Dès qu'elle eut atteint ses 16 ans, accaparée par cette intention de plus en plus prégnante, elle passa le permis moto. Une fois gagné, celui-ci s'accompagna immédiatement de l'achat d'un engin qui lui permettait de traverser le col de la Schlucht et de gagner, lorsque l'ambiance était trop explosive chez ses parents, la ferme de sa grand mère, refuge inespéré. Deux éléments de motivation majeurs justifiaient ces fugues calculées : le désir immense de retrouver la nature (les prés, la forêt, et les odeurs de terre humide)... et les grosses fêtes organisées par Justin, dont les parents étaient voisins de sa grand- mère. Justin était tendre, musclé, drôle, méditerranéen et amoureux : il était donc naturellement pourvu d'un package complet destiné à captiver l'attention de Juliette. Lorsqu'elle se retrouvait, moteur à pleins gaz dans les chemins de forêt, après une centaine de kilomètres d'asphalte parcourus en moto, parfois sous la pluie ou la neige et dans le froid de l'hiver naissant, Juliette éprouvait béatement ce sentiment de liberté qui l'extrayait de l'occlusion familiale quotidienne. Et, son casque accroché au bras, les cheveux (gelés) au vent, elle chantait à tue tête, accompagnée par le 4 temps de son moteur : I can see clearly now the rain has gone...

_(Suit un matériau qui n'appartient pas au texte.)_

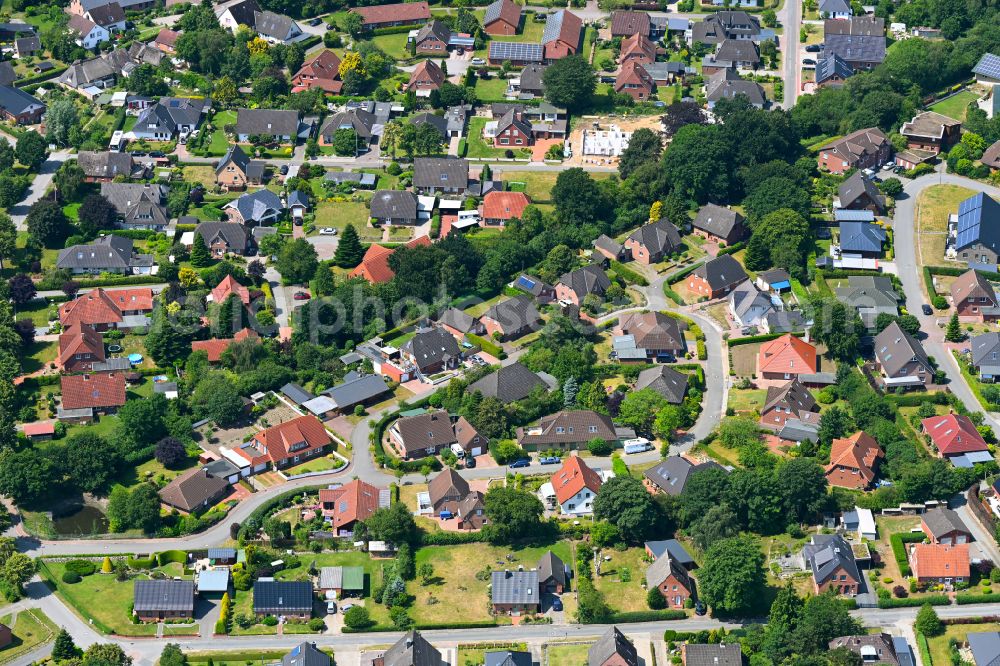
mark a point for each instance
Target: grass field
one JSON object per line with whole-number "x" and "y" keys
{"x": 955, "y": 106}
{"x": 934, "y": 206}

Juliette pousse la porte d'un magasin de motos, parcourt quelques mètres dans l'allée centrale, bordée d'engins surpuissants, mais heureusement éteints. La musique douce diffusée dès l'entrée contraste avec la promesse sonore de ces monstres alignés.
A l'extérieur, un homme vêtu d'une combinaison de cuir blanc, contraint sa moto à basculer sur sa béquille centrale dans un puissant mouvement arrière de son corps. Il enjambe l'engin, ôte son casque (blanc), croise le regard de Juliette derrière la vitrine et pousse lui aussi la porte, mais Juliette le remarque à peine.
L'idée de la rêveuse, après 10 ans sans conduire et contre les avis alarmés qu'elle entend régulièrement, est d'avoir de nouveau une moto à elle, un engin puissant pour goûter encore à ce plaisir de négocier chaque lacet dans les routes de montagne, de filer dans le vent des lignes droites, les yeux remplis de larmes froides qui scient ses joues, ou d'éviter en se déhanchant avec souplesse, branches et cassis dans les chemins forestiers.
En plein imaginaire, elle déambule lentement au milieu des deux roues, très impressionnée par leurs formes et leur majesté. Elle goûte ce moment avec le plaisir d'un enfant qui découvre ses cadeaux de noël. Derrière elle, l'homme blanc la suit au ralenti dans les allées d'asphalte de l'entrepôt, et se rapproche peu à peu. Négligeant cette présence, absorbée par son projet, Juliette s'arrète régulièrement pour regarder, s'y voir, s'y croire, toucher les chromes, les poignées, l'arrondi d'un réservoir ou surprendre son image déformée dans le cylindre éblouissant d'un pot d'échappement. Au terme de l'allée, l'homme l'a rejoint, il est en face d'elle. Seul le corps imposant d'une kawasaki 1100 les sépare. Etonnamment il a une voix... Il lui dit : "Attention Mademoiselle, elle pourrait aussi prendre votre vie", puis il ajuste lentement son casque qu'il fixe en un clic percutant. Toujours en la regardant, il passe la porte, enjambe l'engin, décale, allume le moteur et quitte le parking après avoir effectué un demi tour serré, sans poser pied à terre.
Juliette, la main empaumée sur le réservoir froid de l'engin qu'elle avait approché, reste immobile. La musique sirupeuse a cessé, l'entrepôt ferme il est 19h. Serait-ce un ange cet homme étrange ?
10 autres années passent avant que Juliette ne s'aventure une nouvelle fois dans un entrepôt de motos... C'était hier.